On another dossier, last month the commission adopted a communication on a ‘comprehensive approach to mental health’, which includes an essential aspect on mental health at work. In line with a call from the European Parliament in March 2022, this should be translated into a legislative proposal on the management of psychosocial risks and wellbeing at work—although the commission remains hesitant on this point. According to the commission, the total cost of mental-health problems before the pandemic—including the impact on health systems and social-security programmes, as well as declining employment and productivity—was estimated at over 4 per cent of gross domestic product in Europe, or more than €600 billion per year.

Daunting challenge

These initiatives are welcome but we need to move up a gear. The challenge is daunting and concerns all EU countries. The commission must play to the full its role of co-ordinating and supporting national action. The commissioner for jobs and social rights, Nicolas Schmit, has defended the four-day week as one of the solutions to Europe’s labour shortage. Many experiments are taking place across the EU; on the larger canvas, the commission must grasp this debate to stimulate reflection on the flexibility of work organisation.

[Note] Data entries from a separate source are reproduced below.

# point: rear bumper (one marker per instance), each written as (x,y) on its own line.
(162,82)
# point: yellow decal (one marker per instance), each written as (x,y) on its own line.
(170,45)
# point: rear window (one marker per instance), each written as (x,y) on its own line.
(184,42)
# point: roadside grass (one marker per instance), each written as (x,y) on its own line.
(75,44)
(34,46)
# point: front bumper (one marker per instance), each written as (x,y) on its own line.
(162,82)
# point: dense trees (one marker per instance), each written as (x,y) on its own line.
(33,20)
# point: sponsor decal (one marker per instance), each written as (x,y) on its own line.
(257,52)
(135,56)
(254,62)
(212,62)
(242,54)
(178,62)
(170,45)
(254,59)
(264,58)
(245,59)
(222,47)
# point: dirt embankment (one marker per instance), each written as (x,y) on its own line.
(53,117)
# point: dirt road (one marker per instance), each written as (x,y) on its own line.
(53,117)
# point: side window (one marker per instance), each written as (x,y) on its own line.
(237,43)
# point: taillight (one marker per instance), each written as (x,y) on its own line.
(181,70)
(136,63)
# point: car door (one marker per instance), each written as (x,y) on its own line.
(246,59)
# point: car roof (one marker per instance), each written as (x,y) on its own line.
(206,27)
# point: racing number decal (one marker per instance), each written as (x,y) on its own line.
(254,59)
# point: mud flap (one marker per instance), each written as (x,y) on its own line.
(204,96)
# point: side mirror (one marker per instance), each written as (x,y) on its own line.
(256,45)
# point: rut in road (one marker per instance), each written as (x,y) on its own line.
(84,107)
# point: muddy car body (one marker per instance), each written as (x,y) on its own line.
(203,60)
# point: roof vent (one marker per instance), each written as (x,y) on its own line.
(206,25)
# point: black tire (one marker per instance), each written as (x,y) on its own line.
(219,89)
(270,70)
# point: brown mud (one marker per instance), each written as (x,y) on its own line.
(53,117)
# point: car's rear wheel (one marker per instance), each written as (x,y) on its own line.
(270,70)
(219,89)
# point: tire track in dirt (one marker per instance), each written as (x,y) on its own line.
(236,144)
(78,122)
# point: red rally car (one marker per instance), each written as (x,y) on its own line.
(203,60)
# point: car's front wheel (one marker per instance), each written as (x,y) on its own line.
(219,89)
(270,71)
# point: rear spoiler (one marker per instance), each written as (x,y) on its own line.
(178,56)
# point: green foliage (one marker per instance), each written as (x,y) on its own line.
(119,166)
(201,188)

The Stategic Foresight Report stresses the need to focus on the wellbeing of current and future generations, and the quality of work must be at the heart of the European agenda, particularly in view of the campaign for the 2024 European elections and the prospective programme of the next commission. This can be a lever for the social and economic performance of the EU but also a response to the expectations of European citizens.

This is a joint publication by Social Europe and IPS-Journal

Sofia Fernandes 1
Sofia Fernandes

Sofia Fernandes is senior research fellow at the Jacques Delors Institute (Paris) and director of the Académie Notre Europe. Her research focuses on European employment and social policies and European economic governance.